SAN FRANCISCO, Feb 26 (Reuters) - Using mobile apps to connect passengers with drivers, ridesharing services like UberX and Lyft say they are bringing new zip to transportation. But a number of cities say they don’t want to share the road until they get something utilitarian: better insurance.
If the cities insist, they could slow or halt the services’ expansion. The conflict poses the latest challenge to the nascent “sharing economy,” which allows people to rent out personal property and services, often on an ad hoc basis.
On one side stand the ridesharing companies, which believe their business plans are undermined by forcing drivers to add higher-cost commercial insurance to services intended to attract casual drivers for an hour here and there.
On the other stand many city officials, who worry that ridesharing lacks adequate coverage.
“Insurance is way complicated, and it’s far more complicated than a company telling you, ‘Don’t worry, you’re insured,'” said Sally Clark, a city commissioner in Seattle. The city council is currently weighing insurance requirements and other rules for ridesharing, which operates in a legal limbo in Seattle. Insurance, Clark said, is “our number one concern.”
Austin, Texas, began threatening to impound ridesharing cars last year, prompting one service, Sidecar, to leave town. “We need to see commercial insurance,” among other concerns, said Gordon Derr, assistant director at Austin’s transportation department.
Insurance is also an issue in Colorado, where the legislature is weighing ridesharing laws. Chicago, Illinois, is considering ridesharing legislation with stronger commercial-insurance requirements.
Ridesharing is different from app-based car services that use professional drivers. Uber, for instance, relies on limousines for its main black-car service, while ridesharing unit UberX could rope in any driver with time to spare. Paid ridesharing companies operate in various big cities around the United States, where they typically come under heavy opposition from the taxi industry.
Cities have greeted sharing-for-profit with skepticism before, questioning whether to tax a couch offered for a night online like a hotel room, for instance, but insurers have not raised fundamental objections to many such services.

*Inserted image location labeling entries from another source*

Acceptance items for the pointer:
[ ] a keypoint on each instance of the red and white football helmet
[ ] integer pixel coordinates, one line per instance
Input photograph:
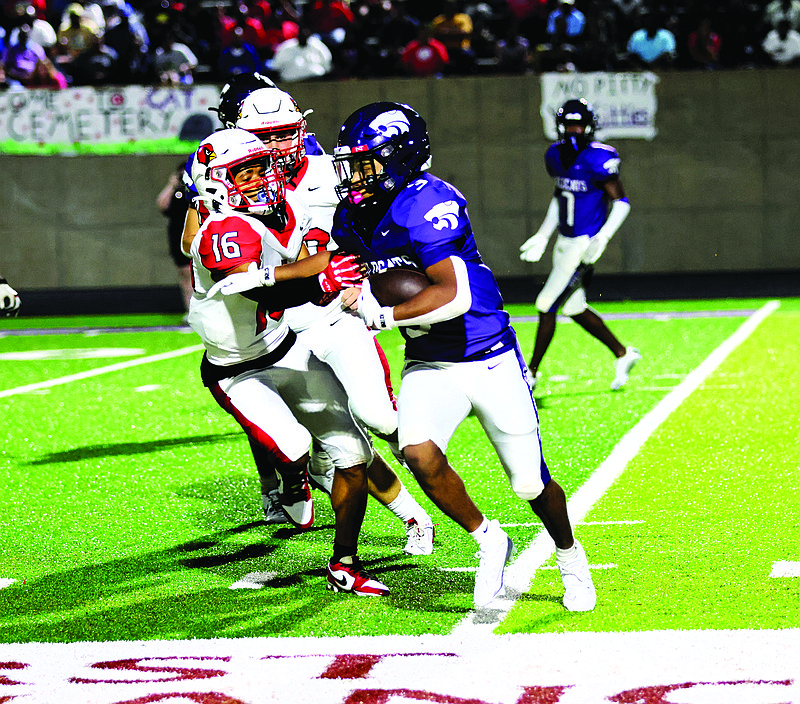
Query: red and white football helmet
(233, 172)
(273, 115)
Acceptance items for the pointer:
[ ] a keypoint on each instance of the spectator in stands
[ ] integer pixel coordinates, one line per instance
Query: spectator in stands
(598, 51)
(376, 57)
(18, 61)
(559, 53)
(514, 51)
(704, 46)
(174, 62)
(78, 36)
(779, 10)
(627, 16)
(652, 47)
(46, 75)
(252, 30)
(454, 29)
(331, 21)
(782, 45)
(574, 20)
(424, 56)
(279, 27)
(97, 66)
(239, 57)
(301, 59)
(40, 32)
(196, 26)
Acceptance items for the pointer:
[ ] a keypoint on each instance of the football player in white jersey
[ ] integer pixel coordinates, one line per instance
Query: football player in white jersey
(255, 368)
(337, 338)
(9, 299)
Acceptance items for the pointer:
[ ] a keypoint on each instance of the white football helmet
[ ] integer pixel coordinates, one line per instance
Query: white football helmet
(273, 115)
(234, 173)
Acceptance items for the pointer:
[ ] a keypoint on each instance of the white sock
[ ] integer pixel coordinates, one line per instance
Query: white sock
(482, 531)
(567, 554)
(405, 506)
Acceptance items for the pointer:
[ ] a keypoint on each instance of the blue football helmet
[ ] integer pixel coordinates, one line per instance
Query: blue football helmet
(576, 112)
(381, 148)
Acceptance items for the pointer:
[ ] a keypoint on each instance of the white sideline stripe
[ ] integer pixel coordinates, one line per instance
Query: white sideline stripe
(520, 572)
(100, 370)
(535, 524)
(785, 568)
(603, 566)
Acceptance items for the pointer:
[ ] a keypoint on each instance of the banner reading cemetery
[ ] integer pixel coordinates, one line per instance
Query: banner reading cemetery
(625, 103)
(107, 115)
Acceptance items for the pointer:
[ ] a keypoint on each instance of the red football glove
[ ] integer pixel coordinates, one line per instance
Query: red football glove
(343, 270)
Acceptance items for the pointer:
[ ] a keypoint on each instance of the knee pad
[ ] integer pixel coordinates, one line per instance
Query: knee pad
(575, 304)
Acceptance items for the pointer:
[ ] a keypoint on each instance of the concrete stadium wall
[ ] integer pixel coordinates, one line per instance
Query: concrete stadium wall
(718, 190)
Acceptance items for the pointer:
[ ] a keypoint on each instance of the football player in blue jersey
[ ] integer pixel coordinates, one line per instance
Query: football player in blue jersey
(586, 175)
(461, 353)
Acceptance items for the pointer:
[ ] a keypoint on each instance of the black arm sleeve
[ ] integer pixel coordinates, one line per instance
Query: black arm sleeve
(287, 294)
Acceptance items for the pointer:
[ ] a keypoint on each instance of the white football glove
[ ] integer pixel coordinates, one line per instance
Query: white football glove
(9, 299)
(597, 245)
(376, 316)
(344, 270)
(533, 248)
(244, 281)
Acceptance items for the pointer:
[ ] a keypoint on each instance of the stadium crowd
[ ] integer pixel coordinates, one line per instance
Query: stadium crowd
(56, 43)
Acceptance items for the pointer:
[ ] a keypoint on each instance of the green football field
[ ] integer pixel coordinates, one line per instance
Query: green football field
(131, 509)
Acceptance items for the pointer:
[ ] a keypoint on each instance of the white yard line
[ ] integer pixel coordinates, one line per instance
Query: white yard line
(519, 574)
(101, 370)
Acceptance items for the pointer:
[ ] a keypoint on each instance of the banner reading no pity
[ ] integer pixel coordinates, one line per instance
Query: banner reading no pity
(625, 103)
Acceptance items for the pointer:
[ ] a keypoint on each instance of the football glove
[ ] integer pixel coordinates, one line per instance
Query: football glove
(244, 281)
(376, 316)
(533, 248)
(9, 299)
(597, 245)
(342, 271)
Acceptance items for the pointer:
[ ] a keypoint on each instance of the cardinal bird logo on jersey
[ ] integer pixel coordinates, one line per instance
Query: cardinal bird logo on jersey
(205, 154)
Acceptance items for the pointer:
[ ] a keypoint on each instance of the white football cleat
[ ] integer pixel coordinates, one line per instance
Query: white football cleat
(579, 593)
(494, 552)
(420, 536)
(623, 367)
(294, 495)
(273, 512)
(354, 579)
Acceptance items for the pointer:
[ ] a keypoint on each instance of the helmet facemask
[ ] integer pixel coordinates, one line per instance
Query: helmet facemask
(576, 112)
(286, 144)
(362, 179)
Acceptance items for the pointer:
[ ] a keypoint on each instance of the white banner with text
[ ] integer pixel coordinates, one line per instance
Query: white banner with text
(625, 103)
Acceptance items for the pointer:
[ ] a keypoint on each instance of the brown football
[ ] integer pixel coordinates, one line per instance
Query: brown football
(396, 286)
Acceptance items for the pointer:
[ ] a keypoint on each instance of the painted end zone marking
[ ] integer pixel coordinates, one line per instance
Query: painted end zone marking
(102, 370)
(785, 568)
(519, 574)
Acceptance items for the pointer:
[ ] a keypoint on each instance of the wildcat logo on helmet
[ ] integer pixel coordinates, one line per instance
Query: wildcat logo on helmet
(391, 123)
(205, 154)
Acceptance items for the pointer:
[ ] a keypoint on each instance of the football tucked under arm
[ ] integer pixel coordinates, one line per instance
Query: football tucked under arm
(396, 286)
(379, 314)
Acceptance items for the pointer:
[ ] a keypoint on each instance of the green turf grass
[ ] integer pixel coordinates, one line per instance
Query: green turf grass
(716, 490)
(131, 505)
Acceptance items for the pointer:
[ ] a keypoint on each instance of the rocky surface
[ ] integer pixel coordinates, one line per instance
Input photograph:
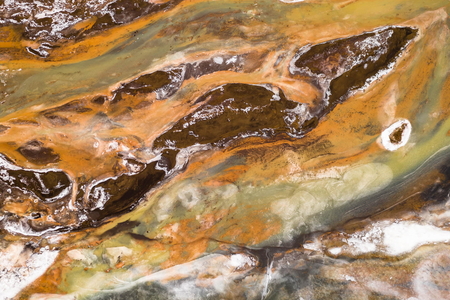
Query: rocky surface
(233, 150)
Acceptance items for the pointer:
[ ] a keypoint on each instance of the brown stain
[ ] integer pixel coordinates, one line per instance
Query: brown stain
(228, 176)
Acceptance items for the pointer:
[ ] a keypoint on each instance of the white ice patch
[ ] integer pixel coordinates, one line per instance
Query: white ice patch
(395, 238)
(391, 145)
(240, 261)
(15, 274)
(404, 237)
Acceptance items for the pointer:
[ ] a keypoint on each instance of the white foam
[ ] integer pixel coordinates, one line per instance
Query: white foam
(15, 276)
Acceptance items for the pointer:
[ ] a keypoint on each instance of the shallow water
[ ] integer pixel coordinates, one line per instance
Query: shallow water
(223, 149)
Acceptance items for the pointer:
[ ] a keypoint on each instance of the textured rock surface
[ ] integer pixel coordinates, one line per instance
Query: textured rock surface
(224, 149)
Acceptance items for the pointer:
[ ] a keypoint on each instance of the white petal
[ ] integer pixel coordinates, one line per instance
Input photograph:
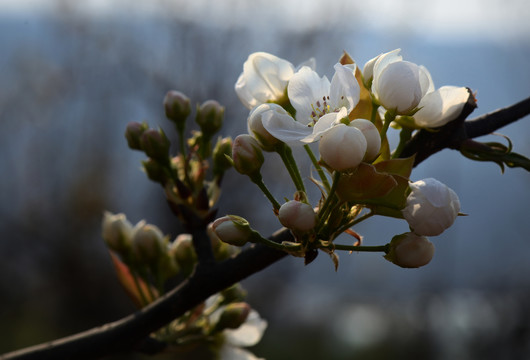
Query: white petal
(228, 352)
(384, 59)
(306, 88)
(344, 89)
(441, 106)
(283, 127)
(248, 334)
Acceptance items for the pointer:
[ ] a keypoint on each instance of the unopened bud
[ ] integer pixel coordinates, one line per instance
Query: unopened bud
(210, 117)
(155, 144)
(298, 216)
(222, 148)
(233, 316)
(231, 229)
(247, 155)
(177, 106)
(148, 243)
(133, 133)
(184, 253)
(409, 250)
(117, 232)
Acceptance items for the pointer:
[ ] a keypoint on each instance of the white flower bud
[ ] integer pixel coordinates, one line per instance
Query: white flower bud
(247, 155)
(400, 86)
(255, 124)
(431, 207)
(343, 147)
(297, 216)
(264, 79)
(410, 250)
(117, 232)
(231, 229)
(372, 136)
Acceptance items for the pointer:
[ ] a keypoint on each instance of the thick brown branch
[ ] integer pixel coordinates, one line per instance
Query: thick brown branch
(129, 332)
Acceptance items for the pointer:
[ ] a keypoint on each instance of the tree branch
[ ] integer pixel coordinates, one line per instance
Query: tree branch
(133, 331)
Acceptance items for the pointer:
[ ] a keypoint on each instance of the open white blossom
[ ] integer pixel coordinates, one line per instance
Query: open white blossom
(319, 104)
(403, 86)
(264, 78)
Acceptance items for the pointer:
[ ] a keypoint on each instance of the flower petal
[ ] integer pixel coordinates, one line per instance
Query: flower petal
(344, 89)
(441, 106)
(305, 89)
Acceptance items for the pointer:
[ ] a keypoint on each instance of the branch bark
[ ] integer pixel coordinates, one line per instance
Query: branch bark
(132, 332)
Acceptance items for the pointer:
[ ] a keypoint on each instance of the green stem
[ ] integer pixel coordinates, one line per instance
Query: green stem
(326, 209)
(389, 117)
(257, 179)
(287, 157)
(354, 222)
(404, 137)
(321, 173)
(140, 291)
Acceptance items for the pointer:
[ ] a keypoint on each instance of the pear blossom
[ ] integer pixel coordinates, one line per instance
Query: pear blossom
(410, 250)
(431, 207)
(404, 86)
(264, 79)
(343, 147)
(319, 104)
(297, 216)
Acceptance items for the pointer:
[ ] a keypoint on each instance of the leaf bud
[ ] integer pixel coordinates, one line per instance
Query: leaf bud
(247, 155)
(410, 250)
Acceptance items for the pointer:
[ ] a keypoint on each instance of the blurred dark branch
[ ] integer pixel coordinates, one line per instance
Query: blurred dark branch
(452, 135)
(132, 332)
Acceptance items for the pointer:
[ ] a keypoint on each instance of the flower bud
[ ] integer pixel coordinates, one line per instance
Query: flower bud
(297, 216)
(343, 147)
(431, 207)
(155, 144)
(133, 132)
(147, 242)
(264, 79)
(231, 229)
(372, 136)
(177, 107)
(210, 117)
(255, 124)
(183, 252)
(222, 148)
(410, 250)
(117, 232)
(232, 316)
(247, 155)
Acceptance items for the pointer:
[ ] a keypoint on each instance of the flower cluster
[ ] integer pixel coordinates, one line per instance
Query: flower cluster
(359, 176)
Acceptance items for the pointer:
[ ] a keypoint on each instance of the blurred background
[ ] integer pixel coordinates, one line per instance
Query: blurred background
(73, 74)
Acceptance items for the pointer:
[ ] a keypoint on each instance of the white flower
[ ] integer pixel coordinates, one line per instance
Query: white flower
(431, 207)
(398, 85)
(403, 86)
(319, 104)
(410, 250)
(343, 147)
(264, 79)
(255, 124)
(439, 107)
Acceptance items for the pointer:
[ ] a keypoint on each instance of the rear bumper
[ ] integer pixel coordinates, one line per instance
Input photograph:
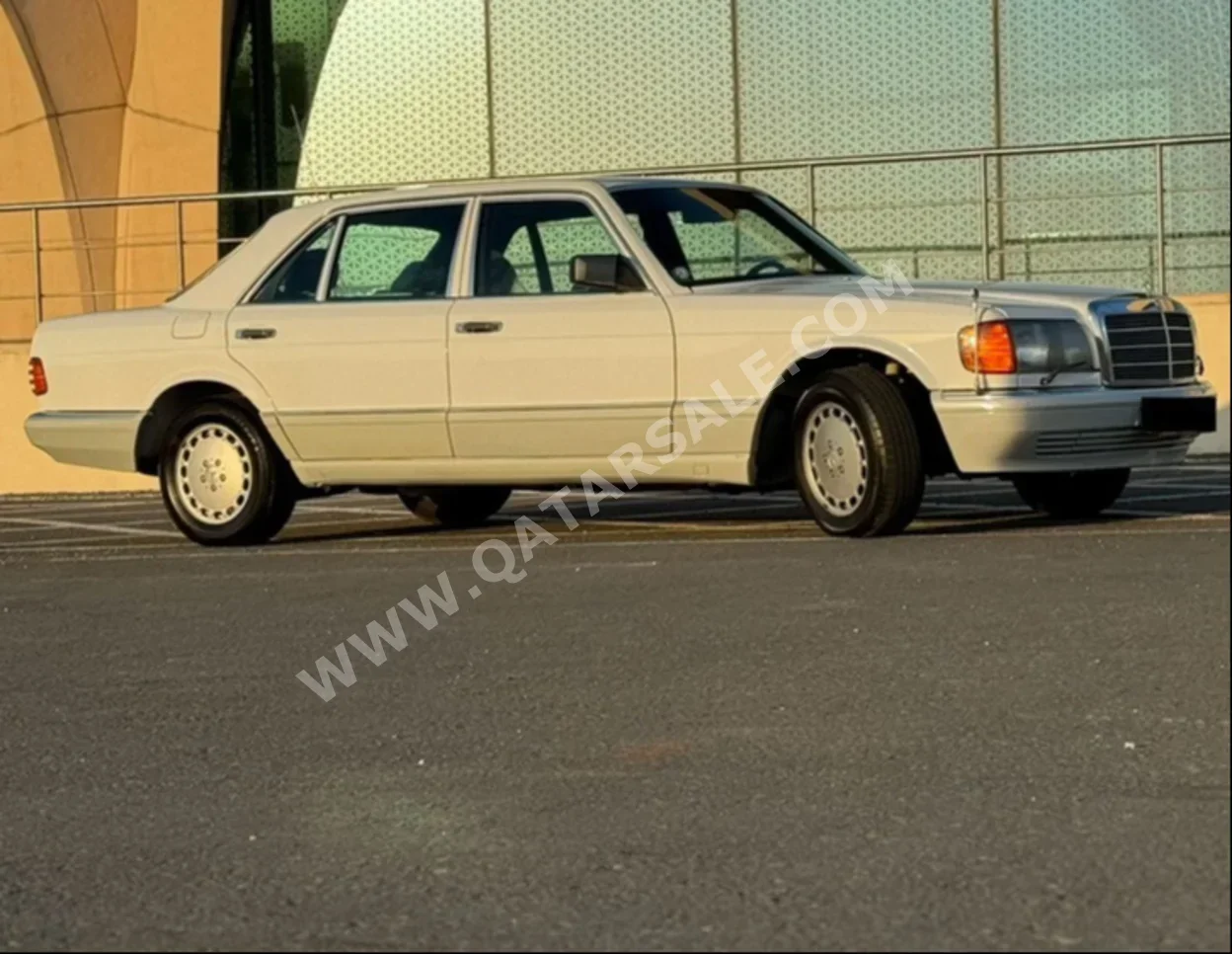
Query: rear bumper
(104, 438)
(1066, 429)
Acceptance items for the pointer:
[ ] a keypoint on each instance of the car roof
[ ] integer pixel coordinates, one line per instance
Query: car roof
(488, 187)
(237, 273)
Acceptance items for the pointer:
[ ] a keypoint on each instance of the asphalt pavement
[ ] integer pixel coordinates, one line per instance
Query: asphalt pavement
(695, 722)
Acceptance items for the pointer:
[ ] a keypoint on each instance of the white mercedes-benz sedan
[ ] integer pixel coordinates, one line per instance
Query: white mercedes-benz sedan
(450, 344)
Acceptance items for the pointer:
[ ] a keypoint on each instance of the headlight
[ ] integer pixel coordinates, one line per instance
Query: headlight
(1024, 347)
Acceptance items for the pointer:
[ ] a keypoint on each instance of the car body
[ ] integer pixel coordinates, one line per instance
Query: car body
(438, 338)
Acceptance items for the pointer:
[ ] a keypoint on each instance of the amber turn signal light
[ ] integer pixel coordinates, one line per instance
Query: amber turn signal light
(38, 377)
(994, 353)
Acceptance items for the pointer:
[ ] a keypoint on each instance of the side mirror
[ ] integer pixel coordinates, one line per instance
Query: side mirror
(605, 273)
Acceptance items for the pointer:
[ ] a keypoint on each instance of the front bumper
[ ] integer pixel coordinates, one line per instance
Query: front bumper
(104, 438)
(1063, 429)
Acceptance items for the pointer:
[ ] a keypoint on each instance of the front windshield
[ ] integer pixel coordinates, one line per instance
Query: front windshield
(712, 234)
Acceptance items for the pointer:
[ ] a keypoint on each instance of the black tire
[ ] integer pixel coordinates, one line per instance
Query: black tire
(1074, 495)
(455, 507)
(270, 488)
(890, 461)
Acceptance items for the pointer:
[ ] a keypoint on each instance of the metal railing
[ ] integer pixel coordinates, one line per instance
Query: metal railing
(992, 244)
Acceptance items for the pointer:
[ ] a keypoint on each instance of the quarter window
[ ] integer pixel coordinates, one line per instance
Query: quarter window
(298, 277)
(526, 248)
(398, 254)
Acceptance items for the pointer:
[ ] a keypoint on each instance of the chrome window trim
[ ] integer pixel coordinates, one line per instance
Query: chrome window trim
(327, 268)
(1161, 306)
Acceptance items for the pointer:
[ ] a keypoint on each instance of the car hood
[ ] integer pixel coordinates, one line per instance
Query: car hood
(992, 293)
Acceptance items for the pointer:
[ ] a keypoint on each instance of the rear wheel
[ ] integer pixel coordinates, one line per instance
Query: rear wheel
(1072, 496)
(222, 481)
(859, 465)
(456, 507)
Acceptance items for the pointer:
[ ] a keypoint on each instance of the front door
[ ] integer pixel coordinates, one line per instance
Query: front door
(540, 368)
(347, 337)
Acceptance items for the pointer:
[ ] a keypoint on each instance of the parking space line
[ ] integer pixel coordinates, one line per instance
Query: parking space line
(74, 525)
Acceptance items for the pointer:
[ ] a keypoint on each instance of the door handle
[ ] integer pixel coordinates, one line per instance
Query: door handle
(478, 327)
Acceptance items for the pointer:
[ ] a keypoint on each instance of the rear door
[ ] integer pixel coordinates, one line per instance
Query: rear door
(347, 336)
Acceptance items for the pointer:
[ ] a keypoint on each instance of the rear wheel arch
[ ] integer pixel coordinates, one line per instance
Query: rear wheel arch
(172, 403)
(771, 462)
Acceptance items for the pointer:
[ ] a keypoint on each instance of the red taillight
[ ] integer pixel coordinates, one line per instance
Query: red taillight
(38, 377)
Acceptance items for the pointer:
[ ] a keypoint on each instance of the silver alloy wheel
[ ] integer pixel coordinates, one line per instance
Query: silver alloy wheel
(213, 473)
(835, 458)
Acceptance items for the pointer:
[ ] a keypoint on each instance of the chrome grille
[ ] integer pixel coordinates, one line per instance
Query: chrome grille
(1109, 440)
(1150, 348)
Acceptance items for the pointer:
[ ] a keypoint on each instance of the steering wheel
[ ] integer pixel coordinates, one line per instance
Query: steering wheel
(771, 267)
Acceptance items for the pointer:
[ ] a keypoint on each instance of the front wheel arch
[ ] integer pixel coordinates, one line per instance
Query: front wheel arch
(770, 461)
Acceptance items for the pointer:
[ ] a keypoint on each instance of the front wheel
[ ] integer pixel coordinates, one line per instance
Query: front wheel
(859, 463)
(1072, 496)
(455, 507)
(222, 481)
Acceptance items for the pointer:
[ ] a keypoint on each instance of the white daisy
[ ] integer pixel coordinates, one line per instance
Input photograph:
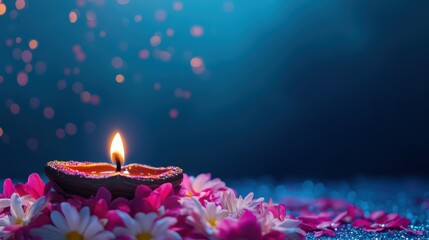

For ridesharing, UberX and the other major services carry their own commercial insurance policies, with $1 million of liability coverage per incident. The policies apply if the personal policies carried by drivers don’t cover an incident. But they kick in only if drivers are en route to collect a ridesharing client, or have one in the car.
Insurance has become a touchstone, in part because of a series of high-profile crashes, including a New Year’s Eve accident by an UberX driver that resulted in the death of a young girl in San Francisco.
The driver was between rides for UberX. The family of the young girl, Sofia Liu, has sued Uber for liability, regardless. Uber declined to comment on the situation.
Insurance companies say using a personal car for paid rides voids a driver’s personal insurance policy. The policy would not cover drivers between fares, either.
“It is a commercial venture,” said Loretta Worters, a spokeswoman for the Insurance Information Institute, an industry trade group, and drivers need commercial insurance.
But commercial insurance could add hundreds of dollars each month to a driver’s costs.
In California, a commercial policy costs around $10,000 a year, says insurance broker Rick Monetta, compared to around $1,200 for a basic personal policy. That’s enough to give pause to casual drivers seen as the heart of ridesharing.
“The driver is getting caught in the middle,” said Colorado Public Utilities Commission Director Doug Dean, who has called for all ridesharing drivers to carry commercial insurance or add additional coverage to their personal policies.
In practice, Lyft and Sidecar say, insurance companies have paid claims for some accidents based on a driver’s personal policy, but they declined to provide details, citing the privacy of the people involved.
That wasn’t the case for Bassim Elbatniji, a San Francisco UberX driver whose Prius was slammed by another driver in September.
“I thought that they were going to cover me,” said Elbatniji about his personal insurance company. But the company denied coverage, citing lack of a commercial policy, according to court documents. Now his passengers are suing him and Uber to cover medical bills, lost wages and other liabilities.
Uber declined to comment on the details of the case.
Ridesharing companies could beef up their own commercial coverage so it becomes primary insurance for any incident, rather than secondary to a driver’s personal insurance. But that would drive up rates. One ridesharing company said it has negotiated special rates on the liability part of its commercial insurance policy; paying rates on par with livery companies would cost 35 cents per driver per mile, above its current costs for liability insurance.
Colorado’s Dean hopes the insurance industry comes up with specialized riders that provide additional insurance for drivers, with premiums varying on how much they drive for hire, and Sidecar said it was trying to develop a specialized plan.
Earlier this month, ridesharing companies formed an insurance coalition to study the issue, including members from the insurance industry and the California Public Utilities Commission. Its first meeting is Wednesday.
They need to move quickly.
“The liability questions are an issue and are slowing down growth,” said Jeremiah Owyang, founder of consultancy Crowd Companies. Resolving them could attract more drivers and riders, he said.